About the vulnerability (CVE-2021-3156)
Also dubbed Baron Samedit (a play on Baron Samedi and sudoedit), the heap-based buffer overflow flaw is present in sudo legacy versions (1.8.2 to 1.8.31p2) and all stable versions (1.9.0 to 1.9.5p1) in their default configuration.
“When sudo runs a command in shell mode, either via the -s or -i command line option, it escapes special characters in the command’s arguments with a backslash. The sudoers policy plugin will then remove the escape characters from the arguments before evaluating the sudoers policy (which doesn’t expect the escape characters) if the command is being run in shell mode,” sudo maintainer Todd C. Miller explained.

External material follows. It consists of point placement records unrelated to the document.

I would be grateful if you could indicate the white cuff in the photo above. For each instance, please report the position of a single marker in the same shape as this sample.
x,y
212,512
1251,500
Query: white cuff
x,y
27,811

“A bug in the code that removes the escape characters will read beyond the last character of a string if it ends with an unescaped backslash character. Under normal circumstances, this bug would be harmless since sudo has escaped all the backslashes in the command’s arguments. However, due to a different bug, this time in the command line parsing code, it is possible to run sudoedit with either the -s or -i options, setting a flag that indicates shell mode is enabled. Because a command is not actually being run, sudo does not escape special characters. Finally, the code that decides whether to remove the escape characters did not check whether a command is actually being run, just that the shell flag is set. This inconsistency is what makes the bug exploitable.”

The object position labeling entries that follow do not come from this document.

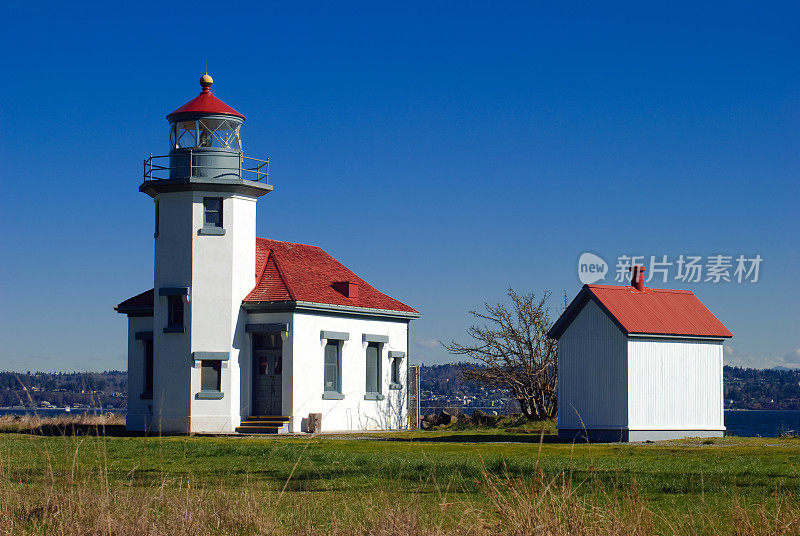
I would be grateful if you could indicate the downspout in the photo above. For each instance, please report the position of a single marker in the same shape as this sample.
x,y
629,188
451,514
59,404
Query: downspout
x,y
408,377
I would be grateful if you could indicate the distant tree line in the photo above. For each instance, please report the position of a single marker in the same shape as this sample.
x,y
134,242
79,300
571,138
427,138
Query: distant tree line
x,y
91,389
745,388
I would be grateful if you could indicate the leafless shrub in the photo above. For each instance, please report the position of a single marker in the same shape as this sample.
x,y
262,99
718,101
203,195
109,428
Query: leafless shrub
x,y
513,353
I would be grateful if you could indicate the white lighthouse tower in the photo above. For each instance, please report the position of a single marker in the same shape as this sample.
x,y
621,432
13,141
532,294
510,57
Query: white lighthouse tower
x,y
251,335
205,247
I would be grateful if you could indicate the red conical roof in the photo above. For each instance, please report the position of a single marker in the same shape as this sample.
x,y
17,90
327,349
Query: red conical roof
x,y
205,103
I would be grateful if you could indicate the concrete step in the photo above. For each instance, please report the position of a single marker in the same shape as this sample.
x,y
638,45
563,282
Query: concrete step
x,y
257,430
262,424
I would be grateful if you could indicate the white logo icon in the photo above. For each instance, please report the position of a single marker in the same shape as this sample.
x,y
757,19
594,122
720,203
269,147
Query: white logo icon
x,y
591,268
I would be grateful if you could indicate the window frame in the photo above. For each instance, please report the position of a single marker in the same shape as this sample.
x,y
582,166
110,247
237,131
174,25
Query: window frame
x,y
396,371
378,369
174,321
336,391
148,362
210,391
207,211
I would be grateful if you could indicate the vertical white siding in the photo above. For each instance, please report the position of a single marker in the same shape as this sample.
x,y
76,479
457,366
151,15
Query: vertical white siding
x,y
675,384
592,372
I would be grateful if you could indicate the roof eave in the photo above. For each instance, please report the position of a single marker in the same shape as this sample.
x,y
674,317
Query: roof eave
x,y
134,310
642,335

Qualys researchers, who unearthed and reported CVE-2021-3156, have provided additional technical details and instructions on how users can verify whether they have a vulnerable version.
They developed several exploit variants that work on Ubuntu 20.04, Debian 10, and Fedora 33, but won’t be sharing the exploit code publicly. “Other operating systems and distributions are also likely to be exploitable,” they pointed out.
Fixes are available
The bug has been fixed in sudo 1.9.5p2, downloadable from here.
Patched vendor-supported version have been provided by Ubuntu, RedHat, Debian, Fedora, Gentoo, and others.
Though it only allows escalation of privilege and not remote code execution, CVE-2021-3156 could be leveraged by attackers who look to compromise Linux systems and have already managed to get access (e.g., through brute force attacks).
UPDATE (February 3, 2021, 01:10 a.m. PT):
Hacker House co-founder Matthew Hickey discovered that macOS Big Sur comes with sudo and is vulnerable – a fact that has been confirmed by Will Dormann, a vulnerability analyst at the CERT/CC.
IBM AIX, a series of proprietary Unix operating systems developed by IBM for some of its computer platforms, is also affected.
Cisco is investigating which of its products may be affected by this vulnerability and continuously updating this security advisory with the findings.
UPDATE (February 10, 2021, 01:10 a.m. PT):
Apple has released updates for macOS Big Sur, macOS Catalina and macOS Mojave that fix the sudo flaw (by updating to sudo version 1.9.5p2).